Wenn man so will, setzt Child seine Romane immer präzise in aktuelle Diskurse. Auch in solche der abstrakteren Art. Gerade weil Reacher ein sehr flexibler, blutbefleckter Moralist ist, ist er kein moral saint, aber auch kein radikaler Moralkritiker im Sinne Nietzsches. Denn Moral als abstrakte Kategorie steht bei Child (und Reacher) nicht an der Spitze einer Wertehierarchie, sondern im steten Dialog mit anderen Werten – z.B. mit dem, zwar moralisch diffus, aber unbehelligt und glücklich (oder unbehelligt und unglücklich) leben zu dürfen. Um in Way Out am Ende diesen Zustand für Leute herstellen zu können, die es verdient haben, ist Reacher gerne bereit, ein paar ziemlich unmoralische Dinge zu tun. Richtiges und moralisches Handeln sind nicht immer sehr kongruent. Legalität versus Legitimität, diese Debatte wird in allen Reacher-Romanen vehement geführt, verwandelt in pure action. Es geht nicht um platten Vigilantismus, sondern um viel unbehaglichere Optionen in einer immer komplexeren Welt.

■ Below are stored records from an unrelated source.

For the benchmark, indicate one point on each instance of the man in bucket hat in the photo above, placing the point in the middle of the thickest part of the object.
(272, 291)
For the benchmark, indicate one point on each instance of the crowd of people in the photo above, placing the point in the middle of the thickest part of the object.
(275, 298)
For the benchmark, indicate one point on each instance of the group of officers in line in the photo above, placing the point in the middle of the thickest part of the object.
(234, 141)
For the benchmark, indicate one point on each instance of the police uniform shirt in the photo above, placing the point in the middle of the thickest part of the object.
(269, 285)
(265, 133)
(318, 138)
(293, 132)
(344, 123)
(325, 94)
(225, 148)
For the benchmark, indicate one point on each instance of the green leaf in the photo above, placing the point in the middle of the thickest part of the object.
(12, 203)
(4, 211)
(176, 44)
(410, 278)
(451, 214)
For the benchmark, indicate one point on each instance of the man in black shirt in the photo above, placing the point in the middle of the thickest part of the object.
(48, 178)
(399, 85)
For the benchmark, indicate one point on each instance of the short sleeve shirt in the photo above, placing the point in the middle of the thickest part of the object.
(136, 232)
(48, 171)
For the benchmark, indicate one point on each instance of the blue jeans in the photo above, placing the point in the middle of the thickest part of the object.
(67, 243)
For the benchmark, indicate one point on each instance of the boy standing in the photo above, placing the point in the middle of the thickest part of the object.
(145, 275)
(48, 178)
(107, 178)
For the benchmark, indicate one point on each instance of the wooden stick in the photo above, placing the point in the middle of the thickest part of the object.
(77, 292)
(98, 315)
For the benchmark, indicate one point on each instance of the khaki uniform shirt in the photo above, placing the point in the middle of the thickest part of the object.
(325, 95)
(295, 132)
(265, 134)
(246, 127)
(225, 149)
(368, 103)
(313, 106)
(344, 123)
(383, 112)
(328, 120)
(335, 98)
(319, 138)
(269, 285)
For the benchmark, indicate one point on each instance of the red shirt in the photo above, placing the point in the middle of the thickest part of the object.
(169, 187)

Child arbeitet anti-psychologisch. Reacher scheint eine statische, coole, unbezwingbare Figur zu sein, aber er entwickelt sich, bezahlt seine Fähigkeit schnell zu denken und schnell Gewalt anzuwenden mit zunehmender Einsamkeit und schleichendem sozialen Abstieg. Wir schauen ihm nicht in den Kopf, wir sehen, wie er handelt, was er tut und manchmal, wie er kalkuliert. Und wie er sich verliebt und in wen er sich verliebt. Lee Childs Frauenfiguren sind immer „anders“, und Reachers Umgang mit Frauen ist es auch. Hier, in Way Out hat er richtig guten Sex mit einer absoluten Klassefrau „über Fünfzig“ – nicht unbedingt ein Standardhandlungsmodul (auch in der non-genre-Literatur nicht, by the way).

Zufall spielt grundsätzlich eine zentrale Rolle. Dinge passieren zufällig, Reacher ist zufällig da und bringt durch Zufall die Lebenslinien vieler Menschen in Aufruhr oder zu einem jähen Ende. Ein anderer Telos lässt sich nicht feststellen. Und damit stellt sich immer wieder die Sinnfrage – nach Reachers Tun und Handeln, nach dem Sinn menschlichen Trachtens und Treibens sowieso. Aber selten ist diese Frage so ultracool gestellt, so klar in Action umgesetzt worden.

Am Ende des Romans ist Jack Reacher verschwunden. Er hat geholfen und gerettet, Gutes getan, eine breite Blutspur und die Bösen … na ja … Aber damit ist die Welt kein bisschen besser geworden. Wir legen das Buch ungern weg und freuen uns schon auf das nächste Abenteuer.

Thomas Wörtche

Lee Child: Way Out (The Hard Way, 2006). Roman.
Deutsch von Wulf Bergner.
München: Blanvalet 2009. 448 Seiten. 19,95 Euro.